Not all Kurds agree with the referendum path. The Patriotic Union of Kurdistan (P.U.K.) prefers to follow the advice of the United Nations and United States to cancel the voting and renew negotiations with Baghdad. However, the P.U.K.’s office in Kirkuk reportedly encouraged Kurds in the contested region to vote “yes” on Monday; Kirkuk is not officially part of Kurdistan.
Meanwhile, Baghdad ordered Kurdistan to hand control of the airports and borders to federal government control, while it also asked other countries to deal with Baghdad exclusively when it comes to petroleum products.
The Iranian military conducted military drills near the border with Kurdistan. Iran’s state media reported that the games were part of an annual event that commemorates the 1980-88 Iran-Iraq war. However, Iran has already expressed its opposition to the referendum. The drills may be an excuse to reinforce troops should conditions deteriorate. As in Turkey, some Iranian Kurds have been fighting against Iran, and many of these militants reside in Iraqi Kurdistan. This has led to some cross border activity. Fresh shelling was reported today. Iran also closed Iranian airspace to flights from Kurdistan.
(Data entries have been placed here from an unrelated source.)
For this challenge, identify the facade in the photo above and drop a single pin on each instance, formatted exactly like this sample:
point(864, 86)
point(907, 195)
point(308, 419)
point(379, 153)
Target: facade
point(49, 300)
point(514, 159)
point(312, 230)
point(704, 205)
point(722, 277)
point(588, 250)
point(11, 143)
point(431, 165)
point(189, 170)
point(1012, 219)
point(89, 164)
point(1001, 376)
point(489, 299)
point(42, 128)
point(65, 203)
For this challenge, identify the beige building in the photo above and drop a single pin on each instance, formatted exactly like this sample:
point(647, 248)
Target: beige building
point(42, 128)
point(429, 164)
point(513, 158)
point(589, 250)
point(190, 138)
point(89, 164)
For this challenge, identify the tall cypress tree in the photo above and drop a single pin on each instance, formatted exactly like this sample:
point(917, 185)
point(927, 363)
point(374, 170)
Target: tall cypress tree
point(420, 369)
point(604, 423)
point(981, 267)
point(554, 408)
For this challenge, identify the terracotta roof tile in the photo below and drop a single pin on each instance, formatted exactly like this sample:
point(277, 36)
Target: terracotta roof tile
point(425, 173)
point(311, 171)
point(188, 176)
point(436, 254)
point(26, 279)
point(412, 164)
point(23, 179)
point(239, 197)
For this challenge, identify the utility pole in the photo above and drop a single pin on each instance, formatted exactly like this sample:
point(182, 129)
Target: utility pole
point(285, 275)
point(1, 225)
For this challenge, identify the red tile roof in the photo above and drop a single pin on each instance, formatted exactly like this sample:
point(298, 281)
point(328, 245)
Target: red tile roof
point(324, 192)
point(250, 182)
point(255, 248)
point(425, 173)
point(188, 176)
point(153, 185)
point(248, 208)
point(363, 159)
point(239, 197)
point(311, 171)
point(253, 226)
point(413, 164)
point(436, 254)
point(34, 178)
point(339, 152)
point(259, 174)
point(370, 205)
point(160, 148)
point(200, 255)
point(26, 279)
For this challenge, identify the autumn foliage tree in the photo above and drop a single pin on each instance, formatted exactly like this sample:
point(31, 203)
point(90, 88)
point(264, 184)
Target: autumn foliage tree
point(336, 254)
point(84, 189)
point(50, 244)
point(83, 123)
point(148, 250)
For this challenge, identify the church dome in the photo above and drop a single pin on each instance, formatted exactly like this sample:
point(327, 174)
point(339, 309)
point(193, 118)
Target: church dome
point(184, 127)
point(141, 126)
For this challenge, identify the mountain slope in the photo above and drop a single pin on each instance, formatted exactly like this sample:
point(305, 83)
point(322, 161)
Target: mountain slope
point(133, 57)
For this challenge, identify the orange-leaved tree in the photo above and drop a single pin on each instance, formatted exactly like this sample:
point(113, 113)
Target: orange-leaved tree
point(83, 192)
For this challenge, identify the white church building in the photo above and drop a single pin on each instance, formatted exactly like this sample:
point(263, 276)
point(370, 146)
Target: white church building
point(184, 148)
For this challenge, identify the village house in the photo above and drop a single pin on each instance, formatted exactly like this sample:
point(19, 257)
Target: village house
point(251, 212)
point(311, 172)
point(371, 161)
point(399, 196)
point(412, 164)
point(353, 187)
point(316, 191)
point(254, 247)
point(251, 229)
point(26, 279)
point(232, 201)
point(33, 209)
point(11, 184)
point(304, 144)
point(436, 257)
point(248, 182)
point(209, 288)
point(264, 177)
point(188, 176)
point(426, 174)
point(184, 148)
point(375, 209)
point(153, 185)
A spokesman said the request came from Baghdad.
Turkey conducted airstrikes against Kurdistan Workers Party (P.K.K.) targets in the Gara region.
Tensions over the referendum have not stopped negotiations between the Iraqi military and Kurdish Peshmerga forces over military operations in the Hawija region. On Sunday a deal was struck between them. Peshmerga forces will not withdraw from areas they currently control but will allow Iraqi troops access to some roads near Kirkuk. A corridor will be opened for displaced civilians to exit the battle zone. Also, Peshmerga forces will also provide other support to Iraqi troops during the offensive.
At least 116 were killed or executed, and eight were wounded:
An attack in Hilla left five people dead and one wounded.
Militants executed three youths in Qaim.
In Baghdad, gunmen killed a tribal fighter.
A bomb killed a civilian in Mansouriya.
Airstrikes on Hawija killed 48 militants.
Five militants were killed in a strike on Rawah.
Near Zab, a suicide bomber was killed.
Iraq executed 42 terrorism convicts at al-Hout prison in Nasariya.